If you intend to fire such a gun in a combat situation anywhere, you, as the end user, first test it (which means, btw, firing it). Then you realize it's shit, take it back to the shop and say "I want my money back".*
I suppose, then, that you didn't notice that the fiction specifically explained what happened when people tried to take it back?
Also, something you may not be aware of: It would be entirely up to Ares if they wanted to refund vendors/retailers for the return of defective product. In this particular case, they put out a notice that defective Excaliburs were to be handled in a specific way that was not a refund, which means there's no way in hell the guy you bought it from could get his money back. Which, for the most part, means that you're not going to be able to get a refund for yourself, either. That's just how this works.
And given that they had a substantive amount of Excaliburs, which do you think is a more likely course of action for an entity that exists solely for the purpose of making money?
(a) Take a massive hit in terms of RnD, marketing, and manufacturing costs
(b) Try to sell as many as you can before people find out they don't work so that you can recoup as much of the loss as possible, while suppressing the story to avoid the damage to your reputation
Seriously, just stop and think about it for a moment. I'll wait.
QUOTE (Critias @ Mar 21 2013, 09:37 AM)

Yes, it's a different one with unfortunately similar initials.

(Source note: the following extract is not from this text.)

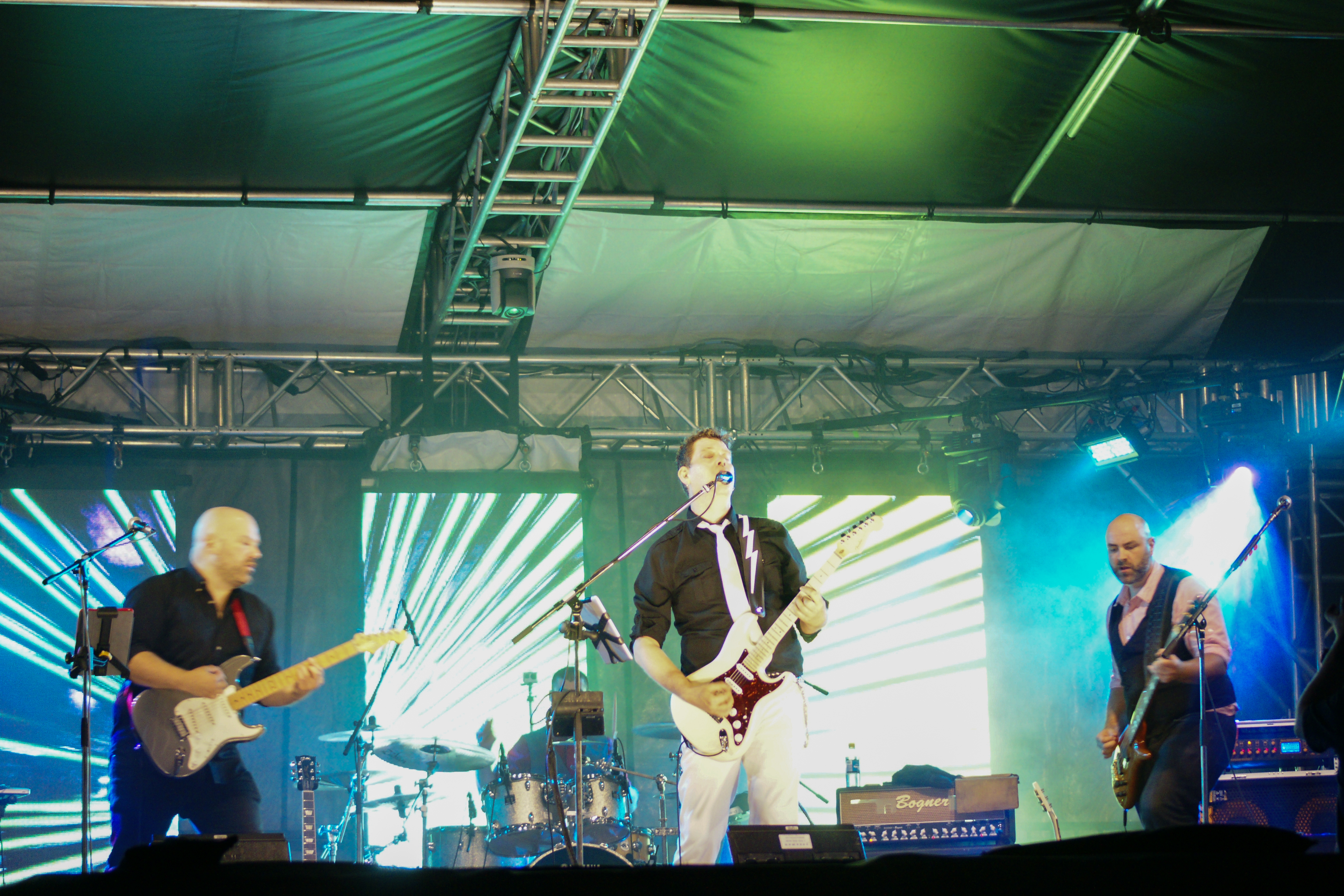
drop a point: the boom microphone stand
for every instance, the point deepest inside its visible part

Prince Jake Foster is an ork, born and bred in Portland's orkish ghettoes, and a major liberal/progressive reformer in current Tir politics.
So how is it that no one gave her a hard time about this?

QUOTE (Patrick Goodman @ Mar 21 2013, 11:02 AM)

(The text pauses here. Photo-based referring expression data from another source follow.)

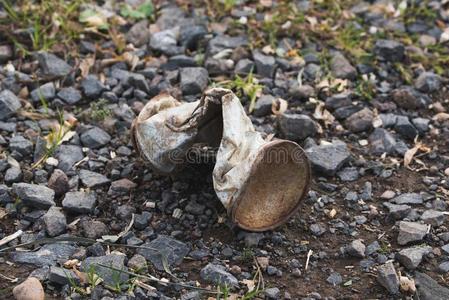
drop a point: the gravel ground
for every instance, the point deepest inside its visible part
(366, 88)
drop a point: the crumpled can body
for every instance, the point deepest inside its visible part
(261, 182)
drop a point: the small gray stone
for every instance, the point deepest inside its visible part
(408, 198)
(79, 202)
(360, 121)
(70, 95)
(68, 155)
(411, 232)
(405, 128)
(329, 158)
(412, 257)
(388, 278)
(273, 293)
(107, 274)
(45, 92)
(342, 68)
(55, 221)
(296, 127)
(428, 82)
(265, 64)
(59, 182)
(443, 267)
(348, 174)
(356, 249)
(263, 106)
(34, 195)
(193, 80)
(217, 274)
(92, 87)
(13, 175)
(389, 50)
(53, 66)
(433, 217)
(174, 251)
(92, 179)
(429, 289)
(397, 212)
(95, 138)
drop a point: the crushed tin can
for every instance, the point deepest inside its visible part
(261, 182)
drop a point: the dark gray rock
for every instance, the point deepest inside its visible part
(92, 87)
(412, 257)
(273, 293)
(296, 127)
(397, 212)
(263, 106)
(20, 144)
(390, 50)
(34, 195)
(356, 249)
(405, 128)
(428, 82)
(223, 42)
(381, 141)
(265, 64)
(173, 250)
(45, 92)
(429, 289)
(422, 124)
(165, 41)
(408, 198)
(59, 182)
(342, 68)
(68, 155)
(92, 179)
(327, 159)
(52, 66)
(193, 80)
(13, 175)
(62, 276)
(388, 278)
(217, 274)
(244, 66)
(55, 221)
(338, 100)
(433, 217)
(48, 255)
(139, 34)
(348, 174)
(443, 267)
(79, 202)
(334, 279)
(70, 95)
(409, 98)
(95, 138)
(411, 232)
(360, 121)
(110, 276)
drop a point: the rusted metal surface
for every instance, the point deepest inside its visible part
(260, 182)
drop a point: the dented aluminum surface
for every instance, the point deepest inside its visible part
(261, 182)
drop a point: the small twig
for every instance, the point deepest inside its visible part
(309, 254)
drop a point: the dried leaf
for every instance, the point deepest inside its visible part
(279, 106)
(441, 117)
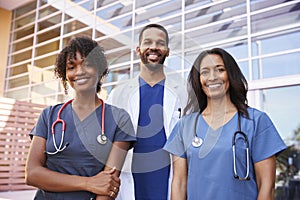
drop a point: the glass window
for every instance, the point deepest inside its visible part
(45, 61)
(118, 56)
(238, 50)
(281, 65)
(282, 105)
(278, 17)
(47, 48)
(48, 23)
(21, 56)
(18, 69)
(47, 11)
(23, 21)
(45, 36)
(280, 43)
(22, 44)
(20, 93)
(25, 31)
(25, 9)
(18, 81)
(118, 74)
(73, 26)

Yeah, looking back, I probably should have done something about that for
Storm Front, but I'm not thinking it should be anything horrendous to cobble together for transitional purposes.
[ Spoiler ]
All the Infected are more sensitive to sunlight now; bump their Allergy up a notch. If you're a nosferatu, stay the frag out of the sun since I don't have much in the way of rules support for bumping things past Severe. Or half the time it takes to take damage for Severe; that makes it every 30 seconds, if memory serves. As noted in "Sleeping," Regeneration doesn't heal damage caused by sunlight, but it does respond to magical healing.
Regen's gotten to be a bear with implants. Cyber is expelled; bio is absorbed/rebuilt over the course of time. Both processes are probably painful, but the expelled cyber's a lot worse. Either way, enhancements stop working. While it's lethal to the poor NPC in the story, it shouldn't be for PCs, at least not automatically. There's a certain amount of hand-waving that's going to have to be done, but as a GM, you have to do that sometimes anyway.
Does that help? It's not official, but it's how I'd wind up house-ruling it.
Hey, if you weren't contracted for Game Information, it's hardly your fault.
This does certainly give me something to work with, though. Thanks.
QUOTE (Bigity @ Mar 21 2013, 03:57 PM)

This is referencing something a page or two back, but if somebody turns Dodger into a TM, I can promise that at least personally that will be the end of the line of me buying any current SR products.
I'd echo Pepsi Jedi's "why", but I'll just point something out: if they were making him a technomancer, it seems to me they would have come right out and said it. There are observable physiological differences between technomancers and non-Emerged; someone along the way would have done a medical exam and figured it out. Could well be he's something new entirely.
And given that Dodger's situation is unique, if he is a technomancer and Maegara is his paragon, the uniqueness of that might serve as counter-evidence to hermit's hypothesis - because this one case is very unique. it breaks the rules that would apply to other cases.
However, I do think they're setting things up for the old-school AI's to make a return, otherwise they wouldn't have bothered with this.